By Jessa Chadwick, Faith Editor
“A big part of it is when you leave. You’re out there wondering if anybody remembers who you are,” Director of Global Outreach Doctor Joy Turner said about being a Christian worker overseas.
There is often a gap between Christian workers on the field and the church in America. This series will share the stories of workers and encourage fellow Christians here to reach out in support to those on the field. To start off the series, there needs to be a definition of what a worker on the field is and how their call differs from other Christians.
“Going to the field is just doing your laundry somewhere else,” Turner said. “It’s all about obedience, and the rest is geography. Where does God want us to be obedient?
“I do distinguish between ministry and the field,” she said. “There’s a lot of ministry we can take part in and that can be woven onto the work on the field. But when I’m thinking about that work, then I’m thinking about the gospel and having a message to take to people who don’t know Christ. How we do that, ministry and going to the field, can look different for a lot of people; relating to giftings and passions and careers.”
While on the field, many workers experience what Dr. Turner called “consequences” to following God’s call to another country. As a body of Christ, the church at home should encourage and support those on the field, whether that’s down the street from the physical church or overseas.
“It’s getting to know them and then praying for them,” Turner said. “We need to study those on the field. We shouldn’t just put them on a pedestal. Understanding what they’re doing, not just have a blanket, ‘God bless all the workers,’ but choose a few. I have a few that I pray for their work. A lot of time it’s the children that do all the encouraging, the letter writing. We need to do it as adults. We’ve got to get it beyond the children and the women.”
As fellow believers, the church is called to pray for one another.
Prayer heals and encourages those all around the world as they go out to share the Word of God. With prayer comes the need for communication. Support is not only prayer, but communicating with those on the fi eld and those in the church at home. Like Turner said, even with family and new friends on the fi eld, a new worker can become lonely.
“When a worker is struggling with something, they need to be able to talk to someone without fear of losing their job,” Professor of Cross-Cultural Ministry and WMU Professor of Missions Dr. Bruce Carlton said. “That’s where member care comes in. Someone can come and just listen to the troubles. At times that support system is good, at times it isn’t. It’s constantly needing to be looked at and improved. Be someone who can care for the worker, especially when they’re stateside.”
This care may look like taking a worker on sabbatical out to coffee or bringing them a meal or sending a letter.
As for those who are called, they must remember that everyone is called.

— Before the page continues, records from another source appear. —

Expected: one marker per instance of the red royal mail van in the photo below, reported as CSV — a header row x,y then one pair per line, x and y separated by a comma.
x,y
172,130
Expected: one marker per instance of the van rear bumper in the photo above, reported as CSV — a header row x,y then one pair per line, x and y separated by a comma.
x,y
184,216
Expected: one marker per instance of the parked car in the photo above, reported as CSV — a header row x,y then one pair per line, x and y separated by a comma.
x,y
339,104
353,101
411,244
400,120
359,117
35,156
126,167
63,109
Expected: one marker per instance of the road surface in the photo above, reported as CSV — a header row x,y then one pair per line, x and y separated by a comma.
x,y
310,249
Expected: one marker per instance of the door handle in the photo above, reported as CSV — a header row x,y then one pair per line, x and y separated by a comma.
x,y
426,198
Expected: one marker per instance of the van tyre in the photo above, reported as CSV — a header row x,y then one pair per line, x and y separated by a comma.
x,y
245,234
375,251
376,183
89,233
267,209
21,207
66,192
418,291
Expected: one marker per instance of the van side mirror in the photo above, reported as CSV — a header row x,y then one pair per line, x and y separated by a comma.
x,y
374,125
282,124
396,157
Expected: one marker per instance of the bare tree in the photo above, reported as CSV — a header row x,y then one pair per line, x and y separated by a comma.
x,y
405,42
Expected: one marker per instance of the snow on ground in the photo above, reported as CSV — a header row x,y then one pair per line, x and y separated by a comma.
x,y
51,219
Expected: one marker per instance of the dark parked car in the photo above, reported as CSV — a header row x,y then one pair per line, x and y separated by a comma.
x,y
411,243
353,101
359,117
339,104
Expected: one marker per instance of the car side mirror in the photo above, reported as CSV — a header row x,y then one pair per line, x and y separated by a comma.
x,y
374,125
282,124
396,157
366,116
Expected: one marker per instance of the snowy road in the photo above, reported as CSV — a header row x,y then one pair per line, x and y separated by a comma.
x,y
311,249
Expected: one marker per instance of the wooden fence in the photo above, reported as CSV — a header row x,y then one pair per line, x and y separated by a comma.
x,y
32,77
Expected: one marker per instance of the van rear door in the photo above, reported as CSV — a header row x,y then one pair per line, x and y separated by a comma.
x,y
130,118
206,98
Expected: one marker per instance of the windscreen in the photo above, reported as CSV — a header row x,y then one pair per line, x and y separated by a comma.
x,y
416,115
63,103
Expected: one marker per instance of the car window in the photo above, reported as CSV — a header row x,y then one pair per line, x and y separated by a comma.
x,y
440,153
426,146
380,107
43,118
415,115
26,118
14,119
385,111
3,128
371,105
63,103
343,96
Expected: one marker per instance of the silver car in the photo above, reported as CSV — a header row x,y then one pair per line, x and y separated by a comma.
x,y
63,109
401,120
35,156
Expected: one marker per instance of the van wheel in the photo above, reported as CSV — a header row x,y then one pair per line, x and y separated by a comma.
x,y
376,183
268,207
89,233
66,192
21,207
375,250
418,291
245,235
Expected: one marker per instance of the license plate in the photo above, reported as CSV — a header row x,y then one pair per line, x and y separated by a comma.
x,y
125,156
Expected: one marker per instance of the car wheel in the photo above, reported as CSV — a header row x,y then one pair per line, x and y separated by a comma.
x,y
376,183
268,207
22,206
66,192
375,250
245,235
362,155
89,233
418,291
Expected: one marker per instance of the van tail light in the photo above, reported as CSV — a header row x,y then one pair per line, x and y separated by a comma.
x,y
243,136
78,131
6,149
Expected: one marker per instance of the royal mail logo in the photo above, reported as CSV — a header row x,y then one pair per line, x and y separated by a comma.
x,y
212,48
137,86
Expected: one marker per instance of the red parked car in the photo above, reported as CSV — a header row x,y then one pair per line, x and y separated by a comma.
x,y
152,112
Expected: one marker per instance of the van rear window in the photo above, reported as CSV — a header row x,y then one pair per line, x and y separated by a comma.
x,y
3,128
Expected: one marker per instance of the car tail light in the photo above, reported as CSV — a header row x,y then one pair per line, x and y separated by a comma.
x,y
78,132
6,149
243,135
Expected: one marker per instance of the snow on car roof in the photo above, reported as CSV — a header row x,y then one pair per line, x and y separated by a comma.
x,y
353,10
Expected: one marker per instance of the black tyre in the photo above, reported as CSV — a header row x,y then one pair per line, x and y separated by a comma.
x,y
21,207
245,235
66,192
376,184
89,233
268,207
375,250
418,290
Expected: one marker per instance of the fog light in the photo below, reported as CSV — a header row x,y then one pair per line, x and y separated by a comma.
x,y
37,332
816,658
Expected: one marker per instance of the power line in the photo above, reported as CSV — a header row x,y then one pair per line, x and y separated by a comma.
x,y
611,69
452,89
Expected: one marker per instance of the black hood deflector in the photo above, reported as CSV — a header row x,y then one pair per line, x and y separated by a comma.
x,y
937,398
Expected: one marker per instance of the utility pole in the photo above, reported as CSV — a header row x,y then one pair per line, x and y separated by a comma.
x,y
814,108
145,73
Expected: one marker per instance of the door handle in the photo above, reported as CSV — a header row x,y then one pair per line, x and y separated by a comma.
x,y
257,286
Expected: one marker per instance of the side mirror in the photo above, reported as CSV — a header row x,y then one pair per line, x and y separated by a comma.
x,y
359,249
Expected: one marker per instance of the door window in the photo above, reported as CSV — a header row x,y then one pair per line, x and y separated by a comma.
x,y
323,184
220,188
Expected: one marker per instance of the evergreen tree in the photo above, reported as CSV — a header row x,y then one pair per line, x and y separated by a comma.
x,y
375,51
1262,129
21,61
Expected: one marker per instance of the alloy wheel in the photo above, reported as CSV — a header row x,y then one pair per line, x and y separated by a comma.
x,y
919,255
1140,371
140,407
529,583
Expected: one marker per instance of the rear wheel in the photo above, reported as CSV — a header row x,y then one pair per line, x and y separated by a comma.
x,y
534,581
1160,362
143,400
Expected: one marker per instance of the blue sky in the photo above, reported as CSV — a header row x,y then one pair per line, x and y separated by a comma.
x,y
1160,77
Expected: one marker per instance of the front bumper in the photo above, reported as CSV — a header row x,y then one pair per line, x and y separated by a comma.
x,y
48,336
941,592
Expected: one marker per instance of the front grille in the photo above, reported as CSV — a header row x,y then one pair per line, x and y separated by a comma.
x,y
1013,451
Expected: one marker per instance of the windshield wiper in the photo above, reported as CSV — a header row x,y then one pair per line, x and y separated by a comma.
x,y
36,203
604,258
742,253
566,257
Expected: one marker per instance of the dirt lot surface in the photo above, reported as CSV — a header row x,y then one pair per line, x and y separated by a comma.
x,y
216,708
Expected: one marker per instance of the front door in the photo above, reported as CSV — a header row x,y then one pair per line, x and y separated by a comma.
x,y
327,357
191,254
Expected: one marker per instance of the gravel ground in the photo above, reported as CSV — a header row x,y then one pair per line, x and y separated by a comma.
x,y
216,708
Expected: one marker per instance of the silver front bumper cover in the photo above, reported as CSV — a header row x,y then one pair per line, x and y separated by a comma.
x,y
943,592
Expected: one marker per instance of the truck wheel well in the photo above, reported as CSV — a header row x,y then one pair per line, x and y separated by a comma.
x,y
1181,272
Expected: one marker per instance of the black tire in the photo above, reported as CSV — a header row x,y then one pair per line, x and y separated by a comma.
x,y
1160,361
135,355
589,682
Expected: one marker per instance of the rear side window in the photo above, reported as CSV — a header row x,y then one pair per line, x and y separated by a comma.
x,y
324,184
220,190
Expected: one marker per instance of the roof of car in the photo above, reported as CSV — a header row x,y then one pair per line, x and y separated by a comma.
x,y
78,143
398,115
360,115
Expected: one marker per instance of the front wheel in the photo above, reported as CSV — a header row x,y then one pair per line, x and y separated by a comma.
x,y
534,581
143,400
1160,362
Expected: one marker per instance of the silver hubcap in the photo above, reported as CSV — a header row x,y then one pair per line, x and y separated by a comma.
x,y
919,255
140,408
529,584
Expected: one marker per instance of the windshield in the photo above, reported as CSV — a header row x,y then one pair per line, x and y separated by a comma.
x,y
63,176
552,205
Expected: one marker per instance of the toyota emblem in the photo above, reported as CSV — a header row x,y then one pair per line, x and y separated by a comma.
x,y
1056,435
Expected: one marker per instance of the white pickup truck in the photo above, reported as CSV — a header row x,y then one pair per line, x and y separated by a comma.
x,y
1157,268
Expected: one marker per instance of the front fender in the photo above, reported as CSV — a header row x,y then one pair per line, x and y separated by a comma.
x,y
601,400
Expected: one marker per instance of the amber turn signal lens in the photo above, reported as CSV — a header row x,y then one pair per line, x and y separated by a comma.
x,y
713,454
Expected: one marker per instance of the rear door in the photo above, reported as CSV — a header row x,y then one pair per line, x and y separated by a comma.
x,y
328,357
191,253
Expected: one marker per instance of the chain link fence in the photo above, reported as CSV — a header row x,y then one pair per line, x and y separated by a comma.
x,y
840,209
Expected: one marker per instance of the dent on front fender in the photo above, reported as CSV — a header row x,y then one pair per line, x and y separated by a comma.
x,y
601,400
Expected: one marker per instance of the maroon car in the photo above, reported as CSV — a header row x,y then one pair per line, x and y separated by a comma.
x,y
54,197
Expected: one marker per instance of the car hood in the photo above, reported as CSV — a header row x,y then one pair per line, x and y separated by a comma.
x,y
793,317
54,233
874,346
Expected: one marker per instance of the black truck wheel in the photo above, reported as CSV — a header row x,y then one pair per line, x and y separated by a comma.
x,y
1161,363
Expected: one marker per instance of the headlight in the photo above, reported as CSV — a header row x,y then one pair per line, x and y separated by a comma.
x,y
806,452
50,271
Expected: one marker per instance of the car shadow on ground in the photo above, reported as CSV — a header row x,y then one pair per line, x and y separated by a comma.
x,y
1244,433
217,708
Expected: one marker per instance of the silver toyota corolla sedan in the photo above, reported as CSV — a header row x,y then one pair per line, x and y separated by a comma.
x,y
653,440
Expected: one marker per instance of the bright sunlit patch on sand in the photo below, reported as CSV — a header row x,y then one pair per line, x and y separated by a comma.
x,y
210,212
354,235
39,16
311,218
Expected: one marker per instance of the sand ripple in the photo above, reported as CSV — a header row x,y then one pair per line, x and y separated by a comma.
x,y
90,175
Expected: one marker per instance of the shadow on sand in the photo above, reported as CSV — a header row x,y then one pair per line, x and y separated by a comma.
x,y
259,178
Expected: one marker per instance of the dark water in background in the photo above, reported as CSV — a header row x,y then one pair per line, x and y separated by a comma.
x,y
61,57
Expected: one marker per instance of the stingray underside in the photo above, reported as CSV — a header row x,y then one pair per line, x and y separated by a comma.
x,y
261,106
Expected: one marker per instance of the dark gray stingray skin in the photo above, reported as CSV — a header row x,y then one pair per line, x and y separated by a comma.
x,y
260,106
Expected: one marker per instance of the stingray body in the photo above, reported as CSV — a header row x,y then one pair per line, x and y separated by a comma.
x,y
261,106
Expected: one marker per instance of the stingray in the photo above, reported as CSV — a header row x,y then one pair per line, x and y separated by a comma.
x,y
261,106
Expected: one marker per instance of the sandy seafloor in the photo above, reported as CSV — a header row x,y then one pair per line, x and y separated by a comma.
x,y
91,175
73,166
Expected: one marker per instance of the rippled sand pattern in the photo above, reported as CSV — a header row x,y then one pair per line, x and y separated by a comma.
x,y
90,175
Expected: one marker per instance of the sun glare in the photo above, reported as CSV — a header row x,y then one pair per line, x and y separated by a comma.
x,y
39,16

No Christian is better than another because they are on the field or on staff at a church.
“There are specific callings and some of that is the way God’s made us,” Turner said.
“He’s given some of us the ability to transition between cultures and not everybody has that ability; and that’s where the call comes. It doesn’t diminish the person who says, ‘I’m going be a business woman or a teacher in my neighborhood.’ You can learn a lot of that but there’s something within us. An ability to live life somewhere else and not do everything that you would normally do, that comes with the calling.”